He vastly underestimated the income disparity between Israel and the Palestinian Territories, a gap he attributed to Israel's cultural superiority. He was bellicose towards Iran. He said Jerusalem is the capital of Israel. He raised a million dollars from a small group of Americans. He declined to meet the Prime Minister of the Palestinian Authority.

All of these comments and actions were repeated, via the media, to hundreds of millions. But they might as well have had an audience of one: Sheldon Adelson.

The Republican Party has not always operated in lockstep with Israel. Reagan condemned Israel's attack on Iraq's nuclear reactor. Bush I withheld loan guarantees to pressure Israel on settlement expansion. Bush II did the same thing, and pushed Israel to allow elections in Gaza that brought Hamas to power.

Even today, a significant minority of Republicans support the isolationist policies of Ron and Rand Paul. These Republicans do not want to see a war with Iran; nor do they support U.S. aid to Israel or Egypt. Others, like Rep. Joe Walsh, undermine Israel by advocating a one-state solution that would end democracy in the Jewish state.

But in 2012, it is Sheldon Adelson who is setting the boundaries of acceptable discourse for the Republican Party. In the primary he single-handedly kept alive Newt Gingrich's quixotic campaign. Adelson was rewarded when the former House Speaker raised the bar of anti-Palestinian rhetoric, describing them as "an invented people."

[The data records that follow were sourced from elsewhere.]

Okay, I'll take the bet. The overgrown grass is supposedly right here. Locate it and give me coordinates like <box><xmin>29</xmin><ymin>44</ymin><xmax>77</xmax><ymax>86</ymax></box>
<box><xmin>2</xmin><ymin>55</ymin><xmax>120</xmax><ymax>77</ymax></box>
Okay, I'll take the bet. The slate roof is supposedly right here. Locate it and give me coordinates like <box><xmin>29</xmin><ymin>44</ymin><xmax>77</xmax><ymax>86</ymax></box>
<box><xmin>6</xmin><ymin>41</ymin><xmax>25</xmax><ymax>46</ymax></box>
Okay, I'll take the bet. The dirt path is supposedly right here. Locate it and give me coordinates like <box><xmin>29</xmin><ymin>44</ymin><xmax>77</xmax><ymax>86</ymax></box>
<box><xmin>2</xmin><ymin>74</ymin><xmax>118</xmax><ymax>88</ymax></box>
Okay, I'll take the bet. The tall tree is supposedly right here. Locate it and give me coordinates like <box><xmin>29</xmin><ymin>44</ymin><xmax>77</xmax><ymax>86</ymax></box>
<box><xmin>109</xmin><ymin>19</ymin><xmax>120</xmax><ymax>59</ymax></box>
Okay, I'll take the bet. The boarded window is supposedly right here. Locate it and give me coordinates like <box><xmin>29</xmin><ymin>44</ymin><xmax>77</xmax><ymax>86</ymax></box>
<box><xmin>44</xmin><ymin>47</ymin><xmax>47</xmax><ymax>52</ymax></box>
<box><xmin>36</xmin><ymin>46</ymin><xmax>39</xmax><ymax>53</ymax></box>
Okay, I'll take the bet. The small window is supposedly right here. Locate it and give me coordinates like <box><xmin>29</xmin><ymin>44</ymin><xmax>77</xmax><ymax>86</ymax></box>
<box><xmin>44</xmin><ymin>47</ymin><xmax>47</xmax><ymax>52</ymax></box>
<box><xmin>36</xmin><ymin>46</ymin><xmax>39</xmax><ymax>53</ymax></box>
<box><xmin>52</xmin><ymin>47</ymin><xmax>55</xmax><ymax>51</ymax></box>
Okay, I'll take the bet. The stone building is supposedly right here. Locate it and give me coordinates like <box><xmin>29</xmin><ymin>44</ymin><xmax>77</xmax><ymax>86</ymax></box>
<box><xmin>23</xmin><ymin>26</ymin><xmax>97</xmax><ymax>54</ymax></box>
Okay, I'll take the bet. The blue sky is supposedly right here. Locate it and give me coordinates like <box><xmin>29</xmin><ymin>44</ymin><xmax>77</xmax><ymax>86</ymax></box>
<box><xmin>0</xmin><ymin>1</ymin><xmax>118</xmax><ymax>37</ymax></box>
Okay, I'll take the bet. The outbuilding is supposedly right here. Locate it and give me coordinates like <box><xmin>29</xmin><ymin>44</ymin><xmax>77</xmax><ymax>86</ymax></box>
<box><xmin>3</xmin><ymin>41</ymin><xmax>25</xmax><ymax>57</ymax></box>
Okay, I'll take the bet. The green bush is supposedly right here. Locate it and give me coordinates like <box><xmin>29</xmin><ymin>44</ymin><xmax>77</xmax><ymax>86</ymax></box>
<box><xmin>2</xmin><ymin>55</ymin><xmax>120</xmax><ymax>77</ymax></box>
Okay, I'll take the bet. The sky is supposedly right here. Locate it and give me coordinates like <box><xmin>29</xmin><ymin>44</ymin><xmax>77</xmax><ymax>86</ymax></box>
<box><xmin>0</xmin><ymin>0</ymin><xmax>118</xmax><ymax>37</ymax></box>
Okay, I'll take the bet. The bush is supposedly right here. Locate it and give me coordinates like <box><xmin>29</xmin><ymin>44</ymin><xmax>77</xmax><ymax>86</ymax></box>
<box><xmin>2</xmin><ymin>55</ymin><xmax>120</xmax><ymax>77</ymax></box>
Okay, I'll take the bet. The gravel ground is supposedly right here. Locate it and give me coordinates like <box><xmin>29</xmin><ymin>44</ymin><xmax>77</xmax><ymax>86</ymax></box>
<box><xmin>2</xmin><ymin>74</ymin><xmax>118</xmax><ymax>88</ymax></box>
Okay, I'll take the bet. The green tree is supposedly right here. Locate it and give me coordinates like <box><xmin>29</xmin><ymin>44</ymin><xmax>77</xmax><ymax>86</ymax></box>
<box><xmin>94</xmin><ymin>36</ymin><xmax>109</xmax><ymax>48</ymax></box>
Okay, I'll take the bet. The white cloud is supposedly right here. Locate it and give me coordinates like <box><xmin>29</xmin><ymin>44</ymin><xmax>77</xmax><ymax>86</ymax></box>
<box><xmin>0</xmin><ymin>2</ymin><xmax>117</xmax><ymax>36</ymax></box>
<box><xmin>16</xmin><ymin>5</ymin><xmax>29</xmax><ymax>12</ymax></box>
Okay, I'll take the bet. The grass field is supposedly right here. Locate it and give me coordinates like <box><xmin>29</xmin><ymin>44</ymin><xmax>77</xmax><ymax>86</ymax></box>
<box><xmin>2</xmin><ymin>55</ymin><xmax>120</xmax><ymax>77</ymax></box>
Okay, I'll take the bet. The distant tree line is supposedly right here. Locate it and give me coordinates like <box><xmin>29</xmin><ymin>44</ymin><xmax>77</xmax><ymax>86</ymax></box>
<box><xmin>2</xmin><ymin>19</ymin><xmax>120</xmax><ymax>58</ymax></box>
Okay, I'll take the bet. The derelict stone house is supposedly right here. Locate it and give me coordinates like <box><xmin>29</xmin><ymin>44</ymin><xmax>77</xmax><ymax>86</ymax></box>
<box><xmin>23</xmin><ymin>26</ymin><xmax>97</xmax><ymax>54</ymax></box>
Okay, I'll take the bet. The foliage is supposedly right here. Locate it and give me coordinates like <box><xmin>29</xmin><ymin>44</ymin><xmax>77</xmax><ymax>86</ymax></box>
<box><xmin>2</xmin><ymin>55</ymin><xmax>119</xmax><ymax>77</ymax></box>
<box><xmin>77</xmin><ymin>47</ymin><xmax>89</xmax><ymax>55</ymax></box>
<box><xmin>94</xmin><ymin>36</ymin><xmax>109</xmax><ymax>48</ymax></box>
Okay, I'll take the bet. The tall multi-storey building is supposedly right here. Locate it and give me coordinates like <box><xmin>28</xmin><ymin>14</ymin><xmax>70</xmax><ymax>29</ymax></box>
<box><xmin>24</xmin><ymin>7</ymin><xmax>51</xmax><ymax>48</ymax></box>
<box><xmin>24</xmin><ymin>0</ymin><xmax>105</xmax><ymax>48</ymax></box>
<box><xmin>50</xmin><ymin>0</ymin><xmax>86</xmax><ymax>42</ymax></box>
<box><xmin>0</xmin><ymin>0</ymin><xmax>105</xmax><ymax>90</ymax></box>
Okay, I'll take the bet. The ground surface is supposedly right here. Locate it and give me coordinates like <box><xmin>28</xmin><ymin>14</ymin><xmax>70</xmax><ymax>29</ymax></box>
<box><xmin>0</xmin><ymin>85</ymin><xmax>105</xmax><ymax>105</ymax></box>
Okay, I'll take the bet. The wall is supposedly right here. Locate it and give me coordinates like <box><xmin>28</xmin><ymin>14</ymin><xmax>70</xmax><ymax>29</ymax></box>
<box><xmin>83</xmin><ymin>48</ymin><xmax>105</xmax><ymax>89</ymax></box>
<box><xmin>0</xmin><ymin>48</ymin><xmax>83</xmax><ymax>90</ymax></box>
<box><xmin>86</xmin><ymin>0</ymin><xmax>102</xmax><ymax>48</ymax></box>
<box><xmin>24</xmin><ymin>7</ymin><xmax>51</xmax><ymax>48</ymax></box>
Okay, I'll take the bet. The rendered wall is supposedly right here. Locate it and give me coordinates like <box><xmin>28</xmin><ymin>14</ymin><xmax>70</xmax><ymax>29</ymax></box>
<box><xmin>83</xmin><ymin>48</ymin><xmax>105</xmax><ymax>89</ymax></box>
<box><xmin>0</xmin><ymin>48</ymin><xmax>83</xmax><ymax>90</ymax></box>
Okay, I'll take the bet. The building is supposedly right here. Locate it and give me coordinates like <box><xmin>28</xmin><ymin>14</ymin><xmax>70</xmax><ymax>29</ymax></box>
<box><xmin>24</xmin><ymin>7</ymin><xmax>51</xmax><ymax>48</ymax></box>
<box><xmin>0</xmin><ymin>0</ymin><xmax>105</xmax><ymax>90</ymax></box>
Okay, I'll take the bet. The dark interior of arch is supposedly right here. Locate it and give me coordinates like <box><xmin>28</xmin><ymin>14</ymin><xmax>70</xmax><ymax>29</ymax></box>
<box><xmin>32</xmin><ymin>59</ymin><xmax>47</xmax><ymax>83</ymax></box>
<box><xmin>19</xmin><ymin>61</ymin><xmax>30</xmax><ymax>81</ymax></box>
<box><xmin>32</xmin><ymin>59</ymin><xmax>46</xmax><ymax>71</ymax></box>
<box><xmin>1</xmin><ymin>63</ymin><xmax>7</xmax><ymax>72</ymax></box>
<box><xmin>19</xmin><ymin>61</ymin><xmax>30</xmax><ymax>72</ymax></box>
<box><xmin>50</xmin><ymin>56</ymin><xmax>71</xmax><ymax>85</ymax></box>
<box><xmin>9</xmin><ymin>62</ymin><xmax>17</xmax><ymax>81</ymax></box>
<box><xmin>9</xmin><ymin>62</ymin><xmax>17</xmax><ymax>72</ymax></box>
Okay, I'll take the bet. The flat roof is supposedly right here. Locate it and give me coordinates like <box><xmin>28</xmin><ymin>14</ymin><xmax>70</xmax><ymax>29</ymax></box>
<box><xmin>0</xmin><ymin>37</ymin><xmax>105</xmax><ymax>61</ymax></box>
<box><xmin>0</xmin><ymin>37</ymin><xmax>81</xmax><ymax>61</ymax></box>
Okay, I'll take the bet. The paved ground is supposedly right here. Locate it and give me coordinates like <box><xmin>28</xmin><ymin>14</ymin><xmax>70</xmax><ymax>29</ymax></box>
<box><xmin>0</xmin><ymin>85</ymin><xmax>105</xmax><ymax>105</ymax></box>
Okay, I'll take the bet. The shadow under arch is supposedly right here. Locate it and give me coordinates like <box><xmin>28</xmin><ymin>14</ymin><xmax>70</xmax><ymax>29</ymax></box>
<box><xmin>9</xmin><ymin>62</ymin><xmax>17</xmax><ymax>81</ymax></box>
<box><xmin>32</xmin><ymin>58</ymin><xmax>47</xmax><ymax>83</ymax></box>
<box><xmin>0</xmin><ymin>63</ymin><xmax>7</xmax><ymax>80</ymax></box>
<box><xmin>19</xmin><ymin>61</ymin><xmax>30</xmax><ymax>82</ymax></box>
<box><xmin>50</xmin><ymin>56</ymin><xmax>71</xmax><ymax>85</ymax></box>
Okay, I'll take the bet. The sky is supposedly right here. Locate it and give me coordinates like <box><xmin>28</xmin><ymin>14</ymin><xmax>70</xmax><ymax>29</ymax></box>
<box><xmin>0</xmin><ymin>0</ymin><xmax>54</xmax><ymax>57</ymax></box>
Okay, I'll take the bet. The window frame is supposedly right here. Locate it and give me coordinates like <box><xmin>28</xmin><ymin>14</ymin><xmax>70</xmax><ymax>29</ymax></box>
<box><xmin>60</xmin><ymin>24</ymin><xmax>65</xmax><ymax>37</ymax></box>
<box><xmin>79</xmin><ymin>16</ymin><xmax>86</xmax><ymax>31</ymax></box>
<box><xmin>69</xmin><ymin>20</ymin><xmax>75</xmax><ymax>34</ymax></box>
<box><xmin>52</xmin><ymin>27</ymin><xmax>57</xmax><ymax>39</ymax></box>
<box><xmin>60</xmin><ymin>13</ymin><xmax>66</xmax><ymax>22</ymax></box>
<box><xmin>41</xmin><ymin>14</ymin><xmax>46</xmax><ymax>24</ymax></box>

Romney's assertion that Palestinian cultural inferiority is responsible for their economic situation shared key characteristics with Gingrich's early statement. Both rely on a selective view of history in which Israeli Jews are uniformly righteous and Palestinian Arabs are irredeemably wicked. Both embrace a version of Jewish exceptionalism that is neither true nor helpful. Both reveal a bias so deep as to be debilitating; neither candidate seems to care much about American credibility in the region.

I believe Barack Obama should be reelected. He has my full support. But I would raise my voice in protest if I felt like he was allowing one donor to dictate policy, particularly foreign policy where the President has tremendous latitude to act without action from Congress.

Republicans are not the monolithic pro-Israel party they claim to be (see: Ron Paul, Pat Buchanan). They surely are not unified in support of Adelson's vision. Yet Republican voices of protest are muted. This is bad for the GOP, for Israel, and yes, for America. Fingers crossed that they find those voices soon.